A recent study by the EDHEC-Risk Institute showed long-only commodity investing was trumped by long/short commodity strategies in terms of raw and risk-adjusted performance over the past 20 years.
EDHEC-Risk said since the downfall of Lehman Brothers the link between the performance of long-only commodity portfolios and equities had strengthened considerably and this led it to question the suitability of long-only commodity investing as a means of hedging an investor’s portfolio.
Others disagree that the correlation is as clean cut as that.
Angelos Damaskos, CEO of Sector Investment Managers and fund adviser of the Junior Oils trust said it is important to think of commodity investing under two headings: investment into the physical assets themselves and investment into the equity of commodity-based companies.
"Mining equities do have a strong correlation to equity markets in general and commodity-linked equities are mainly down year-to-date."
"In the long term there is a correlation between commodity equities and commodity prices, but there are significant and long periods of either a lead or a lag."
An example he gave of this trend was back in 2008 when the gold and oil equity sectors peaked in March.
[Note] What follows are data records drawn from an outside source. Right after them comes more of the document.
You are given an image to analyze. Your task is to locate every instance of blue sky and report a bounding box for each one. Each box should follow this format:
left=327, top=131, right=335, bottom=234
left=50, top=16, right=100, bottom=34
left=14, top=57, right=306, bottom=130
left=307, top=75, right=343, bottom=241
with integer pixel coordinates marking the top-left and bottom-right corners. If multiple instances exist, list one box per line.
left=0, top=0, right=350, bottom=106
The commodities themselves continued to rise until July and then both commodities and equities fell in the second half of the year.
Following that, oil equities started recovering in January 2009, before the wider equity market, and proceeded to outperformed the oil price over a two-year period, until January 2011.
Since the start of this year oil equities have lagged because the oil price has benefited from uncertainty in the Middle East.
The increased popularity of ETPs is another factor that has been cited as a driver behind the increased correlation in commodity prices and equity prices.
The advent of ETCs has made the commodity market much more accessible to retail investors, and this increased ‘financialisation’ of the sector means if investors are taking risk off the table, they do it in both sectors at once.
In the case of gold, of course, this works the opposite way, with investors ploughing into the precious metal as a perceived safe haven.
But Damaskos argued that institutional investors and respected investment professionals are still making the call to get into gold, so the surge in price cannot solely be pinned on retail investors naiveté.
In its latest commodities update Capital Economics has come down somewhere in the middle of the debate, but said commodities should definitely still be regarded as an asset class in their own right.
Julian Jessop, chief global economist, said: "As commodities have become a mainstream investment, their performance has naturally become more highly correlated with that of other asset classes with similar participants," but he added "commodities are materially different from many other investments."
He said one key benefit of commodities is that their prices are less sensitive to many of the risks faced by firms, financial institutions or governments.
The example used by Jessop to illustrate his point was the potential of a major oil shock in the future, where commodity indices such as the S&P GSCI would rise, while the damage done to the global economy would lead equity prices south.
"Numerous studies, have also shown commodities provide better protection against inflation than equities do, even commodity-related equities," said Jessop.
A new sovereign debt crisis or a collapse in the dollar are also factors that might drive a wedge between the performance of commodities and equities, he added.
Finally, he said all commodities should not be lumped together and sub-groups of the asset class had shown substantial divergence in performance.
"While the potential diversification and hedging benefits of commodities have been reduced by the surge of investment into the asset class, they have not disappeared completely."